Check Point Software Technologies Ltd. (NASDAQ: CHKP), a global leader in cyber security, together with Lakera, a leading AI-native security platform for Agentic AI applications, and researchers from The UK AI Security Institute (AISI), have announced the launch of the backbone breaker benchmark (b3). This open-source framework is designed specifically to evaluate the security of large language models (LLMs) used within AI agent systems.

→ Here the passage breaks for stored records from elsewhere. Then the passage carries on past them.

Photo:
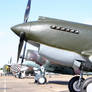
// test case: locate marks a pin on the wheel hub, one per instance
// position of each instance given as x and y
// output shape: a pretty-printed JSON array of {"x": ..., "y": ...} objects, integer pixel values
[
  {"x": 89, "y": 88},
  {"x": 76, "y": 86},
  {"x": 42, "y": 80}
]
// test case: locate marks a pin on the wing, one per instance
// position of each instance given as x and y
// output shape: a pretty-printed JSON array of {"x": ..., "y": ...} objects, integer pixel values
[{"x": 87, "y": 52}]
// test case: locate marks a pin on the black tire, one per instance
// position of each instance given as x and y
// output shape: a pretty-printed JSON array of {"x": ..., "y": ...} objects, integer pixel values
[
  {"x": 85, "y": 84},
  {"x": 72, "y": 84},
  {"x": 42, "y": 80}
]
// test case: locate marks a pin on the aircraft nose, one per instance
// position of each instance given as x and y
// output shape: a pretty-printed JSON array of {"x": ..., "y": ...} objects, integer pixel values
[{"x": 20, "y": 28}]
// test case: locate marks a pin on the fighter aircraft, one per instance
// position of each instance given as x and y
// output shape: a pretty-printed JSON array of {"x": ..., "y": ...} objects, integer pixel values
[
  {"x": 42, "y": 65},
  {"x": 68, "y": 43}
]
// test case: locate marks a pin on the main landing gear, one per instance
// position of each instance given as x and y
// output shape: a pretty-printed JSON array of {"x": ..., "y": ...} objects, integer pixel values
[
  {"x": 79, "y": 84},
  {"x": 40, "y": 76}
]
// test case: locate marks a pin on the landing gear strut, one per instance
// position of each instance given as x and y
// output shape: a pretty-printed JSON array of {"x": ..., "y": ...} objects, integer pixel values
[
  {"x": 87, "y": 85},
  {"x": 40, "y": 76},
  {"x": 76, "y": 82}
]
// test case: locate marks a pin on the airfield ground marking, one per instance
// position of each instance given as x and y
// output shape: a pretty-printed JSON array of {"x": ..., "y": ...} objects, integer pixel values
[{"x": 5, "y": 84}]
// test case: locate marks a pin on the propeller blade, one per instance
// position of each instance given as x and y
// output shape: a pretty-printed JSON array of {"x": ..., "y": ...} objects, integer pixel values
[
  {"x": 26, "y": 16},
  {"x": 10, "y": 60},
  {"x": 24, "y": 53},
  {"x": 22, "y": 36}
]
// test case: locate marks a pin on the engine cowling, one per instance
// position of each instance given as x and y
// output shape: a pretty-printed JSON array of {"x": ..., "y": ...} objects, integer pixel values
[{"x": 60, "y": 56}]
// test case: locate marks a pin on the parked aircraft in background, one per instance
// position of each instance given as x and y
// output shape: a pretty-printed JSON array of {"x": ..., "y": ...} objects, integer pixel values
[
  {"x": 65, "y": 43},
  {"x": 42, "y": 65}
]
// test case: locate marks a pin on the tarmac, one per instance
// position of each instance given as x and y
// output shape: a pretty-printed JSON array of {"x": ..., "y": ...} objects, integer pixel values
[{"x": 56, "y": 83}]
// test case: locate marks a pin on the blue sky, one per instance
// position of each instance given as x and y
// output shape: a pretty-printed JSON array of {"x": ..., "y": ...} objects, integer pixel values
[{"x": 12, "y": 13}]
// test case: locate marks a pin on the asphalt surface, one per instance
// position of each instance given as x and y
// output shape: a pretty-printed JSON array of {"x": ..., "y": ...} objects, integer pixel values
[{"x": 56, "y": 83}]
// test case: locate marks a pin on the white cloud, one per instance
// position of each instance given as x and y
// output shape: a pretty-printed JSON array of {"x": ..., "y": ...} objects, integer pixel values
[
  {"x": 88, "y": 22},
  {"x": 2, "y": 34}
]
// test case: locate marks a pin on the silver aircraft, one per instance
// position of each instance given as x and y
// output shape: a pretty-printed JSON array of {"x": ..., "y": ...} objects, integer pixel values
[{"x": 64, "y": 42}]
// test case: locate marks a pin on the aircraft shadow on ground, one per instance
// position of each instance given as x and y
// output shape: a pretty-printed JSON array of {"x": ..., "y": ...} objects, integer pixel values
[{"x": 58, "y": 82}]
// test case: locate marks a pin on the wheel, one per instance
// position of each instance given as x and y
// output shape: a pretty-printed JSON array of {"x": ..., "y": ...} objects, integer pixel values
[
  {"x": 20, "y": 76},
  {"x": 35, "y": 81},
  {"x": 87, "y": 85},
  {"x": 42, "y": 80},
  {"x": 73, "y": 84}
]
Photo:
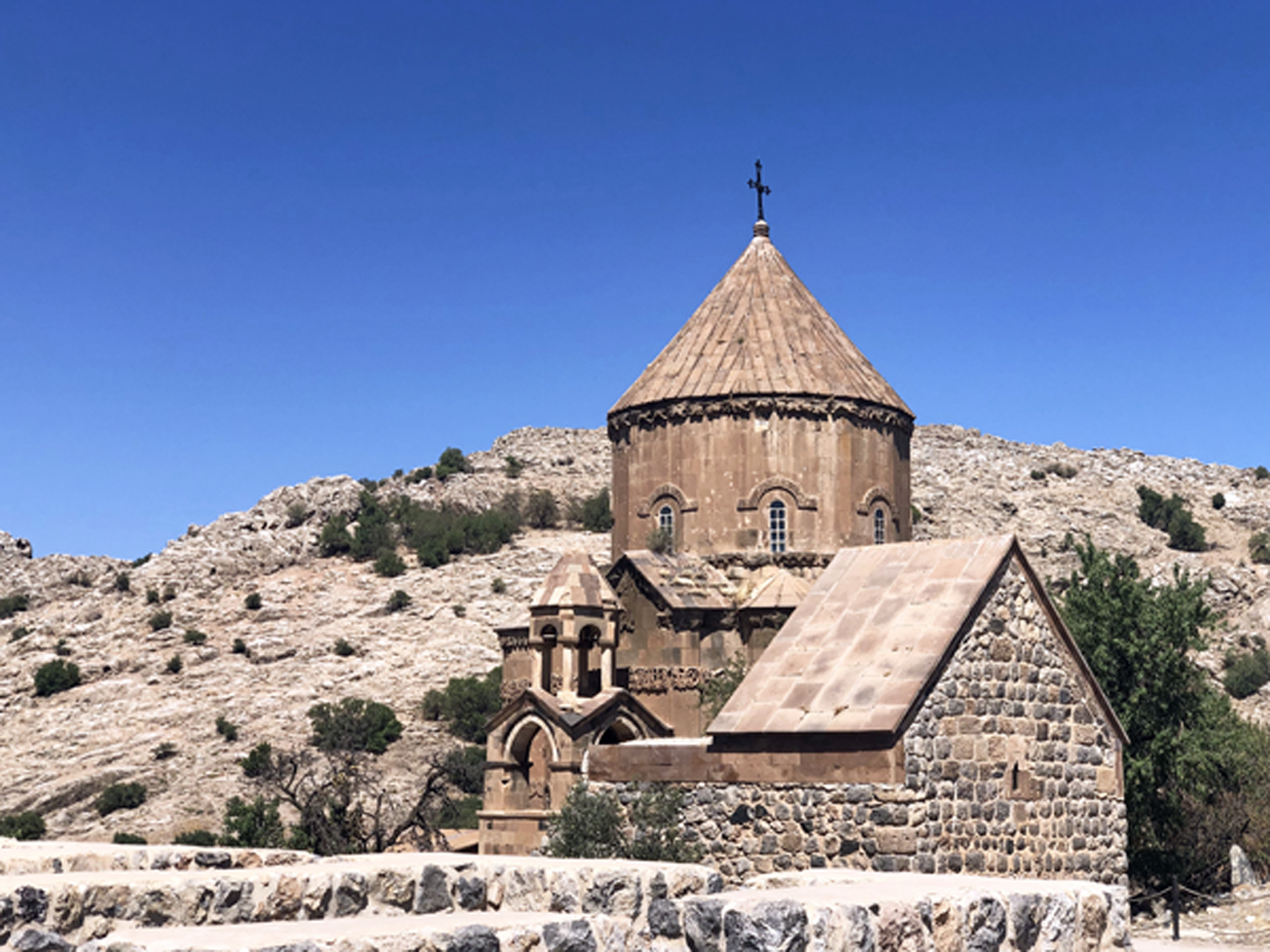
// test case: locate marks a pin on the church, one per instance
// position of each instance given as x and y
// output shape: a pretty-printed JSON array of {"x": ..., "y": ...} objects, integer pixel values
[{"x": 903, "y": 705}]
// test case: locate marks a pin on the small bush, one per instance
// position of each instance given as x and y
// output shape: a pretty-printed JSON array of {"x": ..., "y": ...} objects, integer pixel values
[
  {"x": 589, "y": 826},
  {"x": 661, "y": 541},
  {"x": 596, "y": 513},
  {"x": 335, "y": 539},
  {"x": 165, "y": 752},
  {"x": 355, "y": 725},
  {"x": 1259, "y": 548},
  {"x": 55, "y": 677},
  {"x": 24, "y": 826},
  {"x": 452, "y": 461},
  {"x": 542, "y": 511},
  {"x": 120, "y": 796},
  {"x": 296, "y": 515},
  {"x": 1246, "y": 673},
  {"x": 195, "y": 838},
  {"x": 389, "y": 565},
  {"x": 11, "y": 605},
  {"x": 466, "y": 705}
]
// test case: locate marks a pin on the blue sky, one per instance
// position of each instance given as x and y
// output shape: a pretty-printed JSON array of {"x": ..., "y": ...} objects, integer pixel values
[{"x": 244, "y": 244}]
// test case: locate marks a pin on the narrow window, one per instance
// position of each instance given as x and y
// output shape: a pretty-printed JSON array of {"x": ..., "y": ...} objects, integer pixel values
[
  {"x": 776, "y": 535},
  {"x": 666, "y": 519}
]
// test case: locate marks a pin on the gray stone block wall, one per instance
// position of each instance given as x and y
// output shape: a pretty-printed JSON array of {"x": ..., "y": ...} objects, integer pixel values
[{"x": 1010, "y": 769}]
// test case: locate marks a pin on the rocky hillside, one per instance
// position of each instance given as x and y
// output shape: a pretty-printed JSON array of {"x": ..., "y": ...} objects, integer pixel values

The b3 benchmark is based on a new concept known as threat snapshots. Rather than requiring the recreation of an AI agent’s full operational workflow, threat snapshots focus on the precise interaction points where vulnerabilities in LLM behaviour are most likely to occur. By narrowing the assessment to these key moments, developers and model providers can gain clearer insight into how their systems respond under realistic adversarial pressures, without the complexity of modelling an entire agent lifecycle.
“We built the b3 benchmark because today’s AI agents are only as secure as the LLMs that power them,” said Mateo Rojas-Carulla, Co-Founder and Chief Scientist at Lakera, a Check Point company. “Threat Snapshots allow us to systematically surface vulnerabilities that have until now remained hidden in complex agent workflows. By making this benchmark open to the world, we hope to equip developers and model providers with a realistic way to measure, and improve, their security posture.”
The evaluation framework incorporates 10 representative agent “threat snapshots” supported by a high-quality dataset of 19,433 adversarial attacks gathered from Gandalf: Agent Breaker, a gamified red-teaming environment. The benchmark measures exposure to a range of attack types, including system prompt exfiltration, phishing link insertion, malicious code injection, denial-of-service behaviours, and unauthorised tool execution.